Eddie Money burst onto the scene at an interesting time. The new wave was in full flower, with countless bands drawing on ’50s rock ’n’ roll, the British Invasion and various strains of R&B, mixing them with punk energy. At the same time—late 1977, early ’78—commercial juggernauts such as Fleetwood Mac and The Eagles were sometimes combining bright melodies with slashing guitars more identified with hard rock. A third popular strain was the blue-collar rock of Bruce Springsteen, John Cougar Mellencamp and Bob Seger. Eddie Money drew from all those worlds.

The Brooklyn-born son of a New York City policeman, Eddie Mahoney was on the road to becoming a cop himself when his love of music and his embrace of the countercultural lifestyle prevalent in the late ’60s, led him to leave the East Coast and relocate in Berkeley in 1968. It wasn’t long before he’d become “Eddie Money” and was fronting a succession of groups who plied their trade at long-gone nightclubs such as the Longbranch Saloon and the Keystone Berkeley. Eddie was a natural—confident and charismatic, with a classic, slightly raspy voice perfect for rock and soul tunes, but which he could also smooth out to sound vulnerable for ballads. He grew up digging the Beatles, Stones, Kinks, Motown, Otis Redding, James Brown and the blue-eyed soul of the Young Rascals, and he brought traces of each of them to the stage as he developed his sound.

He was “discovered,” if that’s the word, at one of Bill Graham’s Tuesday night Sounds of the City local band showcase concerts at Winterland in San Francisco in the fall of 1976. He signed with Graham’s newly formed management company, Wolfgang Productions, which also handled Santana, then signed a deal with Columbia Records, and in the summer of 1977 was shipped down to Los Angeles’ Record Plant to cut his first album.

“I waited a year—we had a lot of trouble with it,” Eddie told BAM magazine in the fall of ’77. “Bill Graham said it was like the Hundred Years War getting a record out of me, but I wasn’t ready to go with whoever they felt like putting me with. I think it was just fate from God that I got [producer] Bruce Botnick.”

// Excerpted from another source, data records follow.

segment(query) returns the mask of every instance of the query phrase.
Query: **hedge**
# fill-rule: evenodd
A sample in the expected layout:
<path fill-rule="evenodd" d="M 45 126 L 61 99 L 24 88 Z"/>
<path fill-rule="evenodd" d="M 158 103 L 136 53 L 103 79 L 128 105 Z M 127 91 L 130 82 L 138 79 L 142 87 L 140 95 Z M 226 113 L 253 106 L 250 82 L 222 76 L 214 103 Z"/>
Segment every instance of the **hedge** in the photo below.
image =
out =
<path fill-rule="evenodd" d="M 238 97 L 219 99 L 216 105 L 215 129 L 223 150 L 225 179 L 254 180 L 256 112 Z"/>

Or the intervention of Columbia’s A&R department working in conjunction with Wolfgang Management’s Mick Brigden. Botnick already had amassed stellar credentials during many years working at Sunset Sound and other L.A. studios—he was an engineer on the Beach Boys’ Pet Sounds, all The Doors’ albums (he also produced L.A. Woman), and acts as varied as Dave Mason, Weather Report, John Sebastian and the Paul Butterfield Blues Band. In 1977, he was working as a staff engineer for Columbia in L.A.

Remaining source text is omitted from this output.